Now, search engines rank sites based on a number of link-based ranking factors in order to filter out the spammers while promoting the quality sites that do deserve a high ranking. Rather than just look at quantity of links, they look at whether the site linking to you is a relevant, authoritative site that is also considered trustworthy on the web.
What should you be looking for?
- Is the linking site relevant? Search engines give greater weight to links coming from sites that are of a similar nature as yours.
- Is the linking site reputable? Do other websites link out to this site, implicating that this site is an authority on its topic?
- What anchor text does the site use to link to you? Anchor text is the text portion of a link. A link that includes your keywords is better than a link that just includes your site’s title or your URL.
- Where will the link be placed? Links located in the main content of the site are usually weighted more than those in the page footer or near other paid links.
- What type of traffic will the page send your site? – Look for sites with readers who might actually click through to your site rather than just focusing on getting a link back to your site.
A link from a high-quality, relevant site is far more valuable to you than submitting your site to thousands of directory sites or shady sites that will link to anyone.
Step 5 – Measuring Results
Finally, once you’ve implemented your campaign, you must measure and tweak the results.
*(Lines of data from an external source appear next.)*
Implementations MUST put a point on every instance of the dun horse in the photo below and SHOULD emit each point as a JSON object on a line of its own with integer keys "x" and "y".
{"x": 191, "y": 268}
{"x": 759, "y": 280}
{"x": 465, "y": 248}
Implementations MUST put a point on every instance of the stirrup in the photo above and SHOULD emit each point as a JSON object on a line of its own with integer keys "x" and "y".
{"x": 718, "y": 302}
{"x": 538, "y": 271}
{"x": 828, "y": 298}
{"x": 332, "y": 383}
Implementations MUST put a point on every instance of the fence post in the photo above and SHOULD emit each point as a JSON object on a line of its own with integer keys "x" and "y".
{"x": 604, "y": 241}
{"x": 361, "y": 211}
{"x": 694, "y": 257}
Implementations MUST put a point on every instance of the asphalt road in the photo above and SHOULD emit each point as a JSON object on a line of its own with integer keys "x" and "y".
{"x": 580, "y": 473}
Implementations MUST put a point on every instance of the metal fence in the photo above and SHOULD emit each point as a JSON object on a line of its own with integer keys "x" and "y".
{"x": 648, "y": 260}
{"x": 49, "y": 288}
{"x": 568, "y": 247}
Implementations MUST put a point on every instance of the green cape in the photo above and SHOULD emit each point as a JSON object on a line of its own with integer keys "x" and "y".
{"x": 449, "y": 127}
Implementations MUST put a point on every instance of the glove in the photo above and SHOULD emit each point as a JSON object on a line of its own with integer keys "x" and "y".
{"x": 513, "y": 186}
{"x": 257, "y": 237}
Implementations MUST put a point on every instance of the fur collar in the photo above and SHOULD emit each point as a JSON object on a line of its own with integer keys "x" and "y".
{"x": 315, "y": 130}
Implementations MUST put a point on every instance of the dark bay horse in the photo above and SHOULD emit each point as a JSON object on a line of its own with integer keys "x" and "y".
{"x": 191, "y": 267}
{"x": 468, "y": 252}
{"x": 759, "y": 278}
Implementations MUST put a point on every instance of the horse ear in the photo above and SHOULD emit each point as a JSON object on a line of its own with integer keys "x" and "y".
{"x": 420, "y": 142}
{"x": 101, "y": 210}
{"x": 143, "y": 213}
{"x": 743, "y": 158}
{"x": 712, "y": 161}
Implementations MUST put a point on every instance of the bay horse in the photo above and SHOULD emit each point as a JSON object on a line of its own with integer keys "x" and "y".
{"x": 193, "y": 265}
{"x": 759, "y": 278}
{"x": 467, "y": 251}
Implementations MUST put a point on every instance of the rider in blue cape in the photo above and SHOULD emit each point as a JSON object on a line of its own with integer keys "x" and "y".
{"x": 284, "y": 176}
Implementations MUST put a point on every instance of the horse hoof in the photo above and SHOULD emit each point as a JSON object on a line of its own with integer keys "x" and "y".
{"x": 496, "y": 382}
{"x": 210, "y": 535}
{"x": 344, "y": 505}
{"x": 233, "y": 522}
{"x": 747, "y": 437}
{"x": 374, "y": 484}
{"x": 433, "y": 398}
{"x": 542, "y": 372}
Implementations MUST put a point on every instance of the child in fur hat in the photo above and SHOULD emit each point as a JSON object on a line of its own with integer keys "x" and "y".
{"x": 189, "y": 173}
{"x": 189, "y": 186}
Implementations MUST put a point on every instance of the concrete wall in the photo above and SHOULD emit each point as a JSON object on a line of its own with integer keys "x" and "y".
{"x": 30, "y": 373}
Where does your site rank for your priority keywords? Are you getting more qualified traffic from those rankings? Are you getting good links from reputable and relevant sites? Are you getting the conversions you want? And specifically, are you getting a good return on your investment?
By following these five steps, you should start to see results from your small business SEO campaign within 30-90 days of implementation, depending on how competitive your keywords are. As you monitor your results and make the necessary changes, you’ll soon find your website ranks well – and converts visitors into subscribers, leads and sales.